Joy and Tom Studios
- Industry: Statues and Collectibles
- Founded: 1983
- Founder: Joy and Tom Snyder
- Headquarters: Sanford, Florida, USA
- Services: Sculpting, Design, Molding, Painting
- Website: http://www.joyandtomstudios.com/

= Joy and Tom Studios =

American entertainment and art company

Joy and Tom Studios, Inc. produces hand sculpted prototypes for the pre-painted statues and collectibles industry. The company, located in Sanford, Florida, was founded in 1983 by Joy and Tom Snyder. Their portfolio of work consists of many statues, busts, and portraits based on licensed properties from companies such as Disney, Warner Brothers, Marvel Comics, DC Comics, and others. In addition to their work in the collectibles industry, they have produced many sculpted and painted likenesses that have appeared on the stop-motion animated program Robot Chicken on Cartoon Network's Adult Swim.

==History==
Joy and Tom Snyder met while attending art school at Ringling College of Art and Design in Sarasota, Florida where they both majored in fine art. After graduating from art school in 1983, they married on June 4 of the same year and later formed Joy and Tom Studios, where they would provide artistic services in a number of different fields, including family portraiture and graphic design. In the early 1990s they were approached about sculpting their first resin garage kit which marked the beginning of long, diverse sculpting careers for the artists.

==Services==
Joy and Tom Studios' sculpted works range in scale from 6" action figures to life size statues. They work in several forms of sculpting media, including Super-Sculpey, Apoxy-Sculpt, Castilene, wax, fiberglass, and Styrofoam. Their prototyping work also includes molding, build-up, and paint-mastering services.

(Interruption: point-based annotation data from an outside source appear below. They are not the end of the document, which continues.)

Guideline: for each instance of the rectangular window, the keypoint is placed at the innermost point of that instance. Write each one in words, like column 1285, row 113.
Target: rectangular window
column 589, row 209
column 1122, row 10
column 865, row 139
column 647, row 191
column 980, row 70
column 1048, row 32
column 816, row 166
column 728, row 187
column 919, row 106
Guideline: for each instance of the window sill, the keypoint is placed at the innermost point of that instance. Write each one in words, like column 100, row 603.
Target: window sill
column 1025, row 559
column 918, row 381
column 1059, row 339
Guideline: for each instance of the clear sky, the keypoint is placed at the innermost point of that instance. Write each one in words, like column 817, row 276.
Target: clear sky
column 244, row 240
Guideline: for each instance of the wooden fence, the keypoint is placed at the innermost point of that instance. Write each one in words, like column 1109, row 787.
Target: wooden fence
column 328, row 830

==Statues and Collectibles==
During the mid-to-late 1990s, Joy and Tom continued to do freelance sculpting work in the garage kit industry through their studio. These projects eventually led to their company obtaining sculpting work on prototypes for licensed statues and collectibles from several notable companies that produce licensed collectibles.

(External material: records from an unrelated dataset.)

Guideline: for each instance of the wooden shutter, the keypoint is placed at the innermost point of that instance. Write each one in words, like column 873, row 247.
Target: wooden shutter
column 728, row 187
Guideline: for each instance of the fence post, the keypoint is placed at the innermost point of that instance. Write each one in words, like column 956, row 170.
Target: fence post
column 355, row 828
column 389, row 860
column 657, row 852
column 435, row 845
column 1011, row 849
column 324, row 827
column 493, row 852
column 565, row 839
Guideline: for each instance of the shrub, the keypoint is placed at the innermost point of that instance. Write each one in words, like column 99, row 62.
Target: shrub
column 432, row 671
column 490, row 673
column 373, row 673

Below is a partial list of some of Joy and Tom Studios' clients:
| * Walt Disney Co. | | * Warner Brothers |
| * Universal Studios | | * Cartoon Network |
| * F.A.O. Schwartz | | * Dynamic Forces |
| * Bowen Designs | | * ReelArt Studios |
| * Tonner Doll Company | | * Art Asylum |
| * Diamond Select Toys | | * Plastic Earth |
| * Monogram International | | * Amok Time |
| * Sci-Fi Metropolis | | * Executive Replicas |
| * Go Hero | | |

==Licensed Work==
Since beginning to work in the collectibles industry, Joy and Tom Studios have had their services utilized for a number of projects involving notable licenses from comics, television, and film. For many projects, Joy and Tom work directly with the owner of the license throughout the sculpting process to assure that the finished product meets their exact specifications. Below is a partial list of some of the many licenses Joy and Tom Studios have worked with:

| * Disney | | * Warner Brothers |
| * DC Comics | | * Marvel Comics |
| * Star Wars | | * Star Trek |
| * Pirates of the Caribbean | | * Harry Potter |
| * Battlestar Galactica | | * Lost in Space |
| * Romero's Dead series | | * The Golden Compass |
| * Tarzan | | * Zorro |
| * Red Sonja | | * Lone Ranger |
| * Buck Rogers | | * Prince Valiant |
| * The Phantom | | * Grendel |
| * Sheena | | * Jungle Girl |

==2D Translation==
Many of the collectibles that Joy and Tom Studios sculpt involve translating the work of notable comic book artists and illustrators into 3-dimensional statues. In many instances the original artist provides art direction as the statues are being made and is responsible for giving their final approval upon completion of the project.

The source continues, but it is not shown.